Subgroups of free abelian groups are free: a topological proof?

The "free group" proof rests on proving that that the fundamental group of a graph is free. For the analogue we'd need to essentially prove that the fundamental group of a "torus" (something that looks like a quotient of a vector space by a discrete subgroup) is free abelian. A sketch:

Given a real vector space V, we can put the direct limit topology on it (so that subsets are closed if and only if their intersection with any finite dimensional subspace is closed). This is a contractible topological group.

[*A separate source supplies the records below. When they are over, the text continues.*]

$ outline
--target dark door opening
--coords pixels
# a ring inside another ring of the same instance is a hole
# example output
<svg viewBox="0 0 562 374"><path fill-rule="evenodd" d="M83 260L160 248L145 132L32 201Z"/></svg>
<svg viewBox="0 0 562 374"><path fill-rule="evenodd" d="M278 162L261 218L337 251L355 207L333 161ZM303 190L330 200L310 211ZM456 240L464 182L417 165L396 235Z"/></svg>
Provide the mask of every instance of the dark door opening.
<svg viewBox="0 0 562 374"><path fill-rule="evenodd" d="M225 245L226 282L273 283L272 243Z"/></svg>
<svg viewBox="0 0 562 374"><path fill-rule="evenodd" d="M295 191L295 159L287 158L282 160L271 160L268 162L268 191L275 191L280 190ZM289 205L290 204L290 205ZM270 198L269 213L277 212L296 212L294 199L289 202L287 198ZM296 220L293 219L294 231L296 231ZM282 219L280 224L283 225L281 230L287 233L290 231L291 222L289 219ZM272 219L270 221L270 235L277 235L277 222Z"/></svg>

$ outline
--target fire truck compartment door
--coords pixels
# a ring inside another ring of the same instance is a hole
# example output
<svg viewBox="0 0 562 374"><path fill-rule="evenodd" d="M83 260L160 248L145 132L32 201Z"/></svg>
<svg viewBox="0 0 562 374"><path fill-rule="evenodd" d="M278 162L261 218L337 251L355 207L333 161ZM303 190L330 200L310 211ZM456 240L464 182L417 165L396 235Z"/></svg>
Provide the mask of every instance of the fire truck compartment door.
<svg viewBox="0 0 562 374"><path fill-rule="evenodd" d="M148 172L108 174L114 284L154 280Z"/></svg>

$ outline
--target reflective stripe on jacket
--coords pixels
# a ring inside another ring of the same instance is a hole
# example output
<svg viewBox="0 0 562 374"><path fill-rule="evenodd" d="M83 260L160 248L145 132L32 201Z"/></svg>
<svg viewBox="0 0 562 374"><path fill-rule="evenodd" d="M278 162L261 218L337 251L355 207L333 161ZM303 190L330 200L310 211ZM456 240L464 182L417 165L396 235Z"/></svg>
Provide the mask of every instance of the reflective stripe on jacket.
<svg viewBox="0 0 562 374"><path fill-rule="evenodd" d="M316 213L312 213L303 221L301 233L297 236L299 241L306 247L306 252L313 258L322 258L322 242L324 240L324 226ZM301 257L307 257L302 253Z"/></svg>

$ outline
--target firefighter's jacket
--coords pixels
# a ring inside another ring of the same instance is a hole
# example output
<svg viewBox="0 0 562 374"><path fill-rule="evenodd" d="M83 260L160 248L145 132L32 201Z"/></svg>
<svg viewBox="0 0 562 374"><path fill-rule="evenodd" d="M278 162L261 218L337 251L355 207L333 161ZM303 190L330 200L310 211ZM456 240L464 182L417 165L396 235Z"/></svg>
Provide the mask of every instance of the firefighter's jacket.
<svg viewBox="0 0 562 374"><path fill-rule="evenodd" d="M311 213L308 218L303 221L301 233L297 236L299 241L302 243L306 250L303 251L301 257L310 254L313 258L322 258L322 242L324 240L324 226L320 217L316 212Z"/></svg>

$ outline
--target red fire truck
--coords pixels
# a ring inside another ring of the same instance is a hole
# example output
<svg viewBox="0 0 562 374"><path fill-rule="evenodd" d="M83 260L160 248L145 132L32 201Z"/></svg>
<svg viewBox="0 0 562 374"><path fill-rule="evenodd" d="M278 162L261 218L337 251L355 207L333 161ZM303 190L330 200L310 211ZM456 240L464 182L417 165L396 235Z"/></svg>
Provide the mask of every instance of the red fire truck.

If A is a free abelian group, then A is a discrete subgroup of the associated real vector space (ℝ ⊗ A) and the quotient space has fundamental group A. Any covering space is a quotient of (ℝ ⊗ A) by a discrete subgroup B of A.

So the question boils down to showing: Any discrete subgroup of a vector space (with the direct limit topology) is free abelian.

Let's say that a partial basis is a set S of elements of B such that

  • S is linearly independent, and
  • S generates B ∩ Span(S).

Then partial bases are a partial order under containment, and Zorn's lemma implies that there is a maximal element S. I claim that S is a basis of B as a free abelian group.

S is linearly independent by construction, so it generates a free abelian group, and hence it suffices to show that it generates all of B. If b in B is not in S, then it is not in Span(S). Let S' be (S ∪ {b}). Then Span(S')/Span(S) is a 1-dimensional vector space and the image of B ∩ Span(S') must be discrete, because otherwise Span(S') would contain an element (rb + v) for v in Span(S) that we could use to generate a non-discrete subset of B. (If v is a combination of w1...wn in S, then it suffices to check that any subgroup of the finite-dimensional space Span(w1...wn,b) requiring more than n generators is indiscrete.)

Thus any lift of a generator of B ∩ Span(S') would extend to a larger generating set, contradicting maximality.

(My apologies for the comment last night, which this morning looks snarkier than I intended. I'm a fan of using this topological reasoning for free groups myself, because it compartmentalizes the proof into much more understandable pieces. In particular, I don't think I'd really understand a purely algebraic proof that an index n subgroup of a free group on m generators is free on nm - n + 1 generators.)


An obvious point, but I hope worth making. The free group proof rests on the fact that graphs can be characterized locally. As tori can't be characterized locally by their topology, there's no hope of a truly analogous proof for free abelian groups using tori.